At least five people have died in the United States after vaping, officials said Friday, in an outbreak that has sickened hundreds with severe pulmonary disease and left several teens in induced comas.
Federal officials said that no single substance has been found to be present in all the laboratory samples being examined, however investigators in New York said they were now focusing on black market cannabis e-cigarette products containing vitamin E oil.
On Friday, local health authorities in California and Minnesota announced the vaping-related deaths of two individuals, both older and in relatively poor health, at least one of whom had used products containing THC, the principal psychoactive compound in cannabis.
There are now more than 450 possible cases of pulmonary illness associated with vaping, more than double the figure reported last week, according to Ileana Arias, acting deputy director for non-infectious diseases at the Centers for Disease Control and Prevention (CDC).
Daniel Fox, a pulmonologist in North Carolina, said that patients he had examined had a non-infectious pneumonia known as lipoid pneumonia, which can occur "when either oils or lipid-containing substances enter the lungs."
New York's health department said laboratory test results showed very high levels of vitamin E oil in cannabis cartridges used by all 34 people in the state who had fallen ill after using e-cigarettes, and as a result was focusing its investigation in that direction.
Vitamin E acetate is a commonly available nutritional supplement taken orally or applied to the skin, but is harmful when inhaled.
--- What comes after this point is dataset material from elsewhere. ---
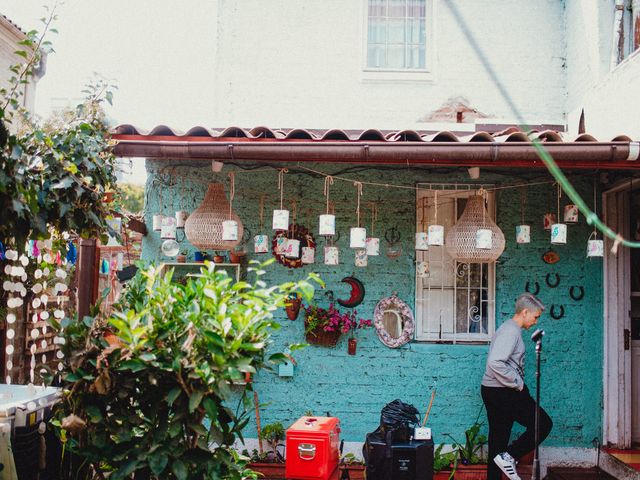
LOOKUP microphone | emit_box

The Food and Drug Administration's acting administrator Ned Sharpless said his agency was aware of the reports, "but no one substance, including Vitamin E acetate, has been identified in all of the samples tested" at a nationwide level.
Many patients reported vaping cannabis, but some said they had only inhaled nicotine products.
- 'Don't do this' -
The first death was reported in Illinois in late August. Oregon announced this week that the death of a patient in July was also being linked to vaping. And authorities in Indiana have said a death occurred there as well, although they did not mention when.
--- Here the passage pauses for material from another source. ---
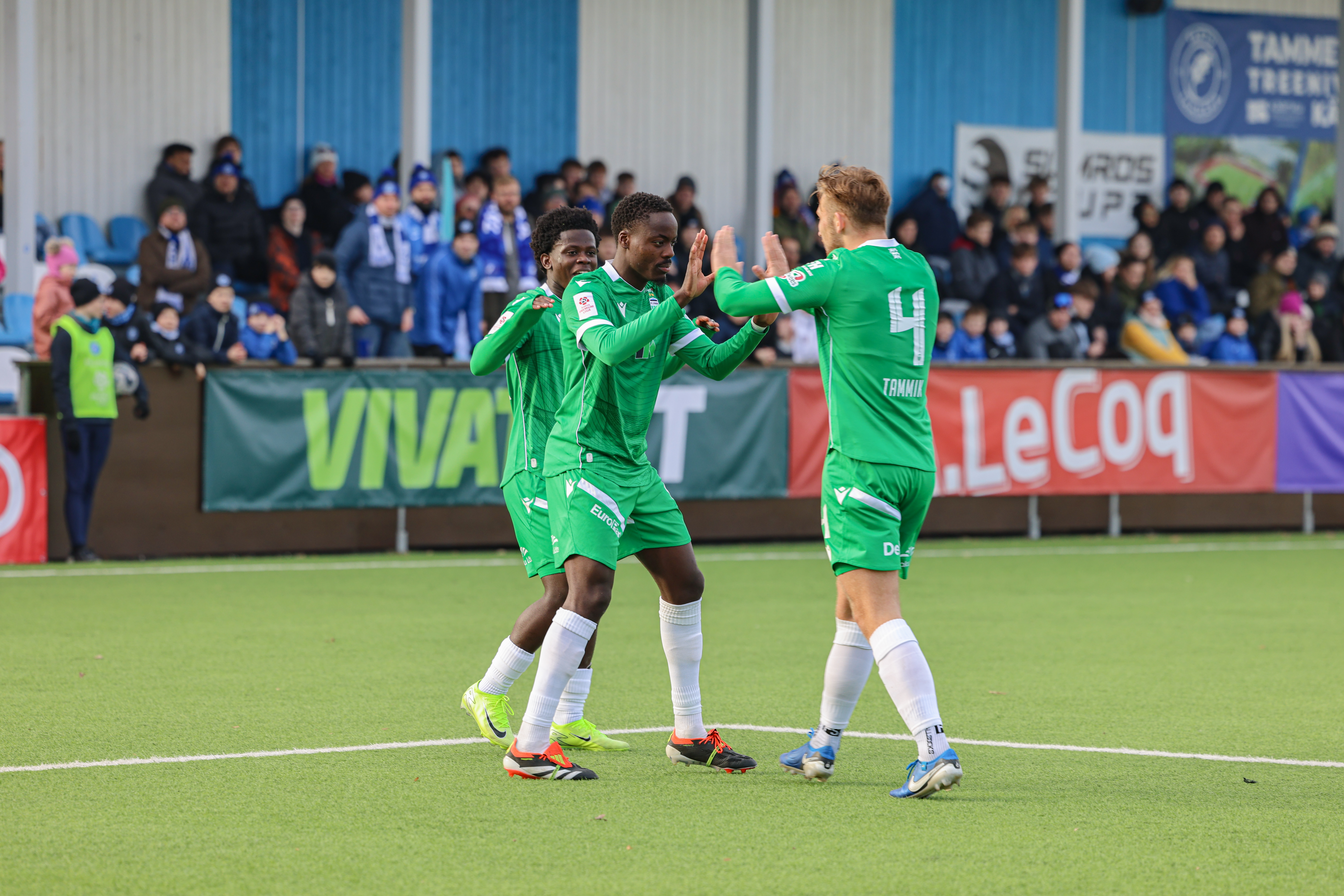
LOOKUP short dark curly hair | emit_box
[532,206,598,270]
[611,193,676,234]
Patients have reported symptoms including breathing difficulty and chest pain before they were hospitalized and placed on ventilators.
Medics said many people had been initially misdiagnosed as having bronchitis or a viral illness until their symptoms escalated, at times to very extreme levels.
The parents of Kevin Boclair, a 19-year-old from Philadelphia, told local news CBS 3 Philly their son had been placed in a medically induced coma three weeks ago and may require a lung transplant if he recovers.
"I even know, as a nurse, he could die," said his mother Deborah Boclair. "So we are hoping it gets better, and I just want his friends to know and all these kids out there -- I could tell the parents, 'tell your kids don't do this.'"
Sean Callahan, the doctor who successfully treated 20-year-old Alexander Mitchell from Provo in Utah, told AFP: "I've never seen anything like this before.
"You know, when I've had people this sick who need this sort of life support, it's a really advanced case of like a flu, pneumonia or patients who have weakened immune systems from cancer and chemotherapy."
Many of those who have recovered received steroid treatments, though doctors are not sure whether it was the drugs that cured them.
Investigators are also uncertain about whether the cases have only been occurring recently, or were happening earlier but were not being linked to vaping because of a lack of awareness.
E-cigarettes have been available in the US since 2006 and are sometimes used as an aid to quit smoking traditional tobacco products like cigarettes.
Their use among adolescents has skyrocketed in recent years: Some 3.6 million middle and high school students used vaping products in 2018, an increase of 1.5 million on the year before.
For now, the outbreak appears to be confined to the United States, despite vaping's growing global popularity.